I don’t know if I’ve ever had one. I’m not trying to say I’m somebody with a volcanic output coming out of me all the time, but if somebody ever says, “Well, what do you do about writer’s block?” I’m like, “I don’t think I’m a writer.” I don’t put any of those titles on myself, so I don’t acknowledge those pressures. Some days I got stuff, some days I don’t, and some days I write about the fact I got nothing to write about. But, I do try to write 1,000 words a day. It’s just like going to the gym. Some workouts are better than others. I think the less pressure you put on yourself, the better. In my opinion, it’d be hard to sit in a room and go, “Okay, damnit. Be creative.”

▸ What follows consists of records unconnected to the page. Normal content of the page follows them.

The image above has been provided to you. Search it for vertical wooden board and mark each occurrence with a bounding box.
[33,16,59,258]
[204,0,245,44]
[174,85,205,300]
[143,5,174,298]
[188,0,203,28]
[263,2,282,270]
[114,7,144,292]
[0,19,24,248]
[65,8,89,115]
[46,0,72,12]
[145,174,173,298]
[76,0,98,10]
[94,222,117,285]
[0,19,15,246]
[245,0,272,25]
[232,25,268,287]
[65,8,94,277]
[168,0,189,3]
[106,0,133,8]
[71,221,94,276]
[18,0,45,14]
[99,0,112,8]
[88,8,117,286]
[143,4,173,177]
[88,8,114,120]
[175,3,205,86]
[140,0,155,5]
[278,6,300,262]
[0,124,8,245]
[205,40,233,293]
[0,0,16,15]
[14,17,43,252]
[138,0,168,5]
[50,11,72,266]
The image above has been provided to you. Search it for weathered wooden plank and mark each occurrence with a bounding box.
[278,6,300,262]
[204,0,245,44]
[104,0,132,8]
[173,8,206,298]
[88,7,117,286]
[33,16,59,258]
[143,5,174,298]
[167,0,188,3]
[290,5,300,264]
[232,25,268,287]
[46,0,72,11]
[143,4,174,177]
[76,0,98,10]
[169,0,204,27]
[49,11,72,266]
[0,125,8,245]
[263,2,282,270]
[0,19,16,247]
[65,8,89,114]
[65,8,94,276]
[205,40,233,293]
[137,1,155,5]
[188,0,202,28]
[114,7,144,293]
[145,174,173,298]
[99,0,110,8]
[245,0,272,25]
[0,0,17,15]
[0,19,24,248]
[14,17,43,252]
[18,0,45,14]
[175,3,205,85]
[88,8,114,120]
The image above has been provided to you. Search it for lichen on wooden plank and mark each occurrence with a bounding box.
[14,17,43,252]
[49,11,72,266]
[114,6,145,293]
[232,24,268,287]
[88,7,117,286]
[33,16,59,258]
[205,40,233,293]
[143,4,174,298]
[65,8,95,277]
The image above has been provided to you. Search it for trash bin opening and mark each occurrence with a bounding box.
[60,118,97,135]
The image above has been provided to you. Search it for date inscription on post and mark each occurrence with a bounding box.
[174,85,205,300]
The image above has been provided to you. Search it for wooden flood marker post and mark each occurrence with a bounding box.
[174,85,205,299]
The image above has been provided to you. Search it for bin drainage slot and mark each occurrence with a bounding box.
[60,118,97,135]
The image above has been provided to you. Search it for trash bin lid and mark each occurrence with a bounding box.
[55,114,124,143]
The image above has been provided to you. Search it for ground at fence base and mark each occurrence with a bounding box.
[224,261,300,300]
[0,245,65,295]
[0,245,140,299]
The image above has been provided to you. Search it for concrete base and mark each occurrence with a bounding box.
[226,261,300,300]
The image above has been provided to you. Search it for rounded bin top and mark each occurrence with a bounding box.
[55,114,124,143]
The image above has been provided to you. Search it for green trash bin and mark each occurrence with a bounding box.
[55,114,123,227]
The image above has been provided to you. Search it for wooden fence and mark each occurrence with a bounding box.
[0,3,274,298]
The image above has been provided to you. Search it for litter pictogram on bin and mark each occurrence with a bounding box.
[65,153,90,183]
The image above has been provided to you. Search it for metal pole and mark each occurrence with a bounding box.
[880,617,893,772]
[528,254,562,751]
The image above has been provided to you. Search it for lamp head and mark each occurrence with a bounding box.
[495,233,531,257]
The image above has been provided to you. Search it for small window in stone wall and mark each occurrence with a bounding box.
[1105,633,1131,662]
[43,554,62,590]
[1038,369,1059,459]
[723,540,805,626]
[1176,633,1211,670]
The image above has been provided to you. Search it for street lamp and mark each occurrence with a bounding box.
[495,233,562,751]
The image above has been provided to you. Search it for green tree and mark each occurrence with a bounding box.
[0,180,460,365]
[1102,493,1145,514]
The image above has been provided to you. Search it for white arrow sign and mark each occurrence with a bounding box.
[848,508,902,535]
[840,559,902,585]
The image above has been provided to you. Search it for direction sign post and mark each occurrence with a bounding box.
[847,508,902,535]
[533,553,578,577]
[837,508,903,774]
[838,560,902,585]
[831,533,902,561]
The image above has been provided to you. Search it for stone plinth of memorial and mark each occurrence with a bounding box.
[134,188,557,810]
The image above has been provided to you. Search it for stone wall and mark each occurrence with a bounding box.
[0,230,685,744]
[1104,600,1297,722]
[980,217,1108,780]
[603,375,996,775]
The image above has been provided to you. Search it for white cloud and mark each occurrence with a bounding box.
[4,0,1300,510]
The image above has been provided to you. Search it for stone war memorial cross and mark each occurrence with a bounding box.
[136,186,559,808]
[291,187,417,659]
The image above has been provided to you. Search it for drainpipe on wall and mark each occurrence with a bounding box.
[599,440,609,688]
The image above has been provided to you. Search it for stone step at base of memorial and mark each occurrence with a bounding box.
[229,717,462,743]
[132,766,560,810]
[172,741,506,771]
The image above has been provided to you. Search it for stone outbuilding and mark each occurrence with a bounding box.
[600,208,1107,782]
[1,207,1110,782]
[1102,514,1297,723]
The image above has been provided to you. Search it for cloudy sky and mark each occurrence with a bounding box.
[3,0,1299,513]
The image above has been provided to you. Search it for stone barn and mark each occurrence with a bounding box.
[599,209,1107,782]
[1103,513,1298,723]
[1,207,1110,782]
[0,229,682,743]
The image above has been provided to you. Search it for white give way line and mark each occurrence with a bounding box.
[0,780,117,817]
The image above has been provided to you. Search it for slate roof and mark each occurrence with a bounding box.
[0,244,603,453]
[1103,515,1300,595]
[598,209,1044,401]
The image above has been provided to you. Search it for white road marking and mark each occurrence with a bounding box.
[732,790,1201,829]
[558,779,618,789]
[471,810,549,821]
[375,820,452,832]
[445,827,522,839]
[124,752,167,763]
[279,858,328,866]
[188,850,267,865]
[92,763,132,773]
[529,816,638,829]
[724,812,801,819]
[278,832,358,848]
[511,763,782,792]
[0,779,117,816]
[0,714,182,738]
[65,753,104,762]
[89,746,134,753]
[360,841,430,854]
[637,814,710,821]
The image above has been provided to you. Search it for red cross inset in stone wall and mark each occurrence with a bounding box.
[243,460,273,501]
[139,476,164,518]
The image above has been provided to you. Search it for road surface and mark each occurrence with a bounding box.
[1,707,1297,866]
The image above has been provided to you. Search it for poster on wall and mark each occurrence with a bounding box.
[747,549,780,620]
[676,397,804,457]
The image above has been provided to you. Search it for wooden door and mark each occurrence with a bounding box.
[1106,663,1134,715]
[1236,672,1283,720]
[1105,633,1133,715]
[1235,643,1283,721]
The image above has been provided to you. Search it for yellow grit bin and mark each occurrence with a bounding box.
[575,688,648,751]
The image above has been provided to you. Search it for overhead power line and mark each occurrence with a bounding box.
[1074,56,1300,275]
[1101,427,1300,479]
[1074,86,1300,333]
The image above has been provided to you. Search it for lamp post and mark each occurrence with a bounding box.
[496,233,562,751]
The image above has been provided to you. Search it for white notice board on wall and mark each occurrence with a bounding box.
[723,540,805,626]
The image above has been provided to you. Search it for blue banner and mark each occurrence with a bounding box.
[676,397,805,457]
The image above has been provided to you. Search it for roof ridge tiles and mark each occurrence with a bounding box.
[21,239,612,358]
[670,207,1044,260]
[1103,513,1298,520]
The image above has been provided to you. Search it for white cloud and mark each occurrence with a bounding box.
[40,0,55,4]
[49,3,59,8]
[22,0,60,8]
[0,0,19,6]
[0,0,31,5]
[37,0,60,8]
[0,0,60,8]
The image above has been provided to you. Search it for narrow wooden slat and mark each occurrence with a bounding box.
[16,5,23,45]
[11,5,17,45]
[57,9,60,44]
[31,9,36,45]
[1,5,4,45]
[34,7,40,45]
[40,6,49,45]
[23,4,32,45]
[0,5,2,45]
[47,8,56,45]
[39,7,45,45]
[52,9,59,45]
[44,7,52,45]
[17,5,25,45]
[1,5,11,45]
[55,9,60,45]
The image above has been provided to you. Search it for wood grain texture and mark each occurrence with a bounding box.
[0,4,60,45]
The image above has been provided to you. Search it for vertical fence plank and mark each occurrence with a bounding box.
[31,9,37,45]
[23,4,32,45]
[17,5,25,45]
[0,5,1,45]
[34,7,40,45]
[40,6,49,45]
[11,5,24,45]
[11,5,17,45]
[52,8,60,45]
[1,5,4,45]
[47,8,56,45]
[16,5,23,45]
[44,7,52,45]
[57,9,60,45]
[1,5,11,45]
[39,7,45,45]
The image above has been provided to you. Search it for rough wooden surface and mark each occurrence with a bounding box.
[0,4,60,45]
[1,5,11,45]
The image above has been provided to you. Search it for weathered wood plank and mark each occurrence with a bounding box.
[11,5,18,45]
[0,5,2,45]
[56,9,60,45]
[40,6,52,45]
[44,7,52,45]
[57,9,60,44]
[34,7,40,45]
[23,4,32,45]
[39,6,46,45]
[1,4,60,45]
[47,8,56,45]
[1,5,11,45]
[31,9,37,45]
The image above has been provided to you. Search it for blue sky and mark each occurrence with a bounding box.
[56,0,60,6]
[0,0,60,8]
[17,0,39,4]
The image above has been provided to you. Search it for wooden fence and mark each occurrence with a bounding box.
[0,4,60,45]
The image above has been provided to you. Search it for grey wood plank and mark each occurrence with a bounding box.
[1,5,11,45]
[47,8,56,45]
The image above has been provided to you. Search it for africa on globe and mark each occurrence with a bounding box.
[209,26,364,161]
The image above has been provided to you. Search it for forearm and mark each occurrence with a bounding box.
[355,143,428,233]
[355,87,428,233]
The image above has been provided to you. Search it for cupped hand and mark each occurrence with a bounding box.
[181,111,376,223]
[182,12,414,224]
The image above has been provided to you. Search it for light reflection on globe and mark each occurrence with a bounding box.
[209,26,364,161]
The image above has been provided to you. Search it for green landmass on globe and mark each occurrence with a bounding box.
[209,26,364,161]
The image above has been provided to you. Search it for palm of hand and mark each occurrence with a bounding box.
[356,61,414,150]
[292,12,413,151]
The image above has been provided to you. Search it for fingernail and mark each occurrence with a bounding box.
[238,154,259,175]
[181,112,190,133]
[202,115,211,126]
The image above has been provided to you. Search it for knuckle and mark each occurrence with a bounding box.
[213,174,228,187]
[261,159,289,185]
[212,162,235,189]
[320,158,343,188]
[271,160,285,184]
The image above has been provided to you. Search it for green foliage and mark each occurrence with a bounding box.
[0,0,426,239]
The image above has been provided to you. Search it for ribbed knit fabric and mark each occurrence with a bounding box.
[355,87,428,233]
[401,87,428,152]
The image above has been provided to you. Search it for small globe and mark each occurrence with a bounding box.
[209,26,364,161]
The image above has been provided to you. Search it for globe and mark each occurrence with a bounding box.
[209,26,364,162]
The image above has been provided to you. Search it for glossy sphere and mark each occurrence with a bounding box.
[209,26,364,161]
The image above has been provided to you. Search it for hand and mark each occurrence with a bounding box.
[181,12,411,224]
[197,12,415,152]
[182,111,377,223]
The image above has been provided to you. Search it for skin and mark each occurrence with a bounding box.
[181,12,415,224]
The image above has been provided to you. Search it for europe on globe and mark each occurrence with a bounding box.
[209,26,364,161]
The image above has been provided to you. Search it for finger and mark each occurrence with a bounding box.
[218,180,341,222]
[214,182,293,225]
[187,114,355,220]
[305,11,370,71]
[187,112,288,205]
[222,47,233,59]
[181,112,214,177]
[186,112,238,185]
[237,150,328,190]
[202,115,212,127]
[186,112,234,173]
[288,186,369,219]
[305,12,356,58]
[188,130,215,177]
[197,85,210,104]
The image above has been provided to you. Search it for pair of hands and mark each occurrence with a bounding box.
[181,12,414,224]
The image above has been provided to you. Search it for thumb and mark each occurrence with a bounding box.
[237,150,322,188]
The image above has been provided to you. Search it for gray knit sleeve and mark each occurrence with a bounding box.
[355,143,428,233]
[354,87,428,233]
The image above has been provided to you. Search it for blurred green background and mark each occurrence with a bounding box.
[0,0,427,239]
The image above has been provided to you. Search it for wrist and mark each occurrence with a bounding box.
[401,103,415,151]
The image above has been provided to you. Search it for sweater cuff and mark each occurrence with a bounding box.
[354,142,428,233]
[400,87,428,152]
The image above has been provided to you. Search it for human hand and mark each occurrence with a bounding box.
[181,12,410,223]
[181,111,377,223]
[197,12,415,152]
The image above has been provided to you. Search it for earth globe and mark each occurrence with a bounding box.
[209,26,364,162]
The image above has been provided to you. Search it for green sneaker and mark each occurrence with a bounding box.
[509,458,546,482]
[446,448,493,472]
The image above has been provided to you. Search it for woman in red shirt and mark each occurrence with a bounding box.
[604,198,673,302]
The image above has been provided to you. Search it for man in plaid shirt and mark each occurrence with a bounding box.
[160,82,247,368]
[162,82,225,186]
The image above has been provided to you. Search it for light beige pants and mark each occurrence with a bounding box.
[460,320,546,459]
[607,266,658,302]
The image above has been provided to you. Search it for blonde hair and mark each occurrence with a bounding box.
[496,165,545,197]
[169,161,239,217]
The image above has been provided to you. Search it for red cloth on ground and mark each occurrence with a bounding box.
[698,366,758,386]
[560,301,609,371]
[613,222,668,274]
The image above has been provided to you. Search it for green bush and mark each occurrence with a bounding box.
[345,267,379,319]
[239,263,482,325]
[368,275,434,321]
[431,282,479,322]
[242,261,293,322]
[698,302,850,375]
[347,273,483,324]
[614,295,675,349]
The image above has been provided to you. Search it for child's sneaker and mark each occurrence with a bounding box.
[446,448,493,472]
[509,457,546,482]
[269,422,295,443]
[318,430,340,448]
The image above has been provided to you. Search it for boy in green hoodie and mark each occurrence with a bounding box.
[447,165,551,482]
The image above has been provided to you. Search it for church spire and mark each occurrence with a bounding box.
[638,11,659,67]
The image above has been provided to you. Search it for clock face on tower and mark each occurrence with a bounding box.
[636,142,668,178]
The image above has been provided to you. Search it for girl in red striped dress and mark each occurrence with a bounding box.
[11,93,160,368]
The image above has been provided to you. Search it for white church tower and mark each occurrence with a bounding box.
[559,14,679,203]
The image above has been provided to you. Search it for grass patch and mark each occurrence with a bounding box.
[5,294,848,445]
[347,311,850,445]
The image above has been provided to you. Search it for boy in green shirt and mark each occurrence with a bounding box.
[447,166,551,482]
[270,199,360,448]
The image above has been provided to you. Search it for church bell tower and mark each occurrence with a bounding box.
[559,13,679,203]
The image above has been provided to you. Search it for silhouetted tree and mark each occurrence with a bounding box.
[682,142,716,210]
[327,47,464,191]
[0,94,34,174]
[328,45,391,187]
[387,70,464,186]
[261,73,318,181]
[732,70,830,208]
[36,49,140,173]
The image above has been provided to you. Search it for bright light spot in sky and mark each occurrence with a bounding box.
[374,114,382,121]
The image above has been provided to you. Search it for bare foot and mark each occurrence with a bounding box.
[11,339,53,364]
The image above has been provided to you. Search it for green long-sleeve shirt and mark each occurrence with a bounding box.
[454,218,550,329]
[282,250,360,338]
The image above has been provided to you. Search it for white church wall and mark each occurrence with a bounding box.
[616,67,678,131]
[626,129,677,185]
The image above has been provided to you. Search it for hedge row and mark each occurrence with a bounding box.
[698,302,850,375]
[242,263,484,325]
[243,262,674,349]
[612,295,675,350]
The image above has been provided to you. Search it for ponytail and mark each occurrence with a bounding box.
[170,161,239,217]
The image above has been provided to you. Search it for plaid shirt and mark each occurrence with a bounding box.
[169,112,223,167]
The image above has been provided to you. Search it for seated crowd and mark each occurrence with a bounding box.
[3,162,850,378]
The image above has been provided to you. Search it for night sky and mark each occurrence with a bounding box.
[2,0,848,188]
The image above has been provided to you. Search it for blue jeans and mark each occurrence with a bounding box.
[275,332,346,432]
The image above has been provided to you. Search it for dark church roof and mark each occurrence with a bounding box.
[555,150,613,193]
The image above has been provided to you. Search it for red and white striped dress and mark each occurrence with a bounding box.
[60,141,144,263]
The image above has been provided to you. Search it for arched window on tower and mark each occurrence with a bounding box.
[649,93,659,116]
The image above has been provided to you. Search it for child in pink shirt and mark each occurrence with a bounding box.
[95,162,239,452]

Some days you might not want to face the agony it takes to process the stuff you have in you—but this kind of work is not for the fragile. You have to be somewhat of a warrior. It’s why you see a lot of writer types that are kind of angry, itchy people. That’s because they’re playing chess with their psyche all the time. You have to be ready to grapple with the fact that some days there will be nothing. You’ve got to trust and remember that on other days there’ll be too much and it’ll make you crazy in a different way. So, I don’t really put that much pressure on myself to be like: “Okay, it’s Tuesday, I must be creative.” I’m gonna see if there’s anything there first.
More often than not, I just don’t have the time or the strength to heft all the dots I want to connect in my mind. Finding the time to put it all down and having the skill to articulate it into a form that’s understandable by someone else—that’s the challenge. Rarely is it a case of “I’ve got nothing.” Sometimes when I’m really depressed, there’ll be nothing there because I’m grappling with depression. But as soon as that lifts an inch, I can get my fingers under the door, jam it open, and get out.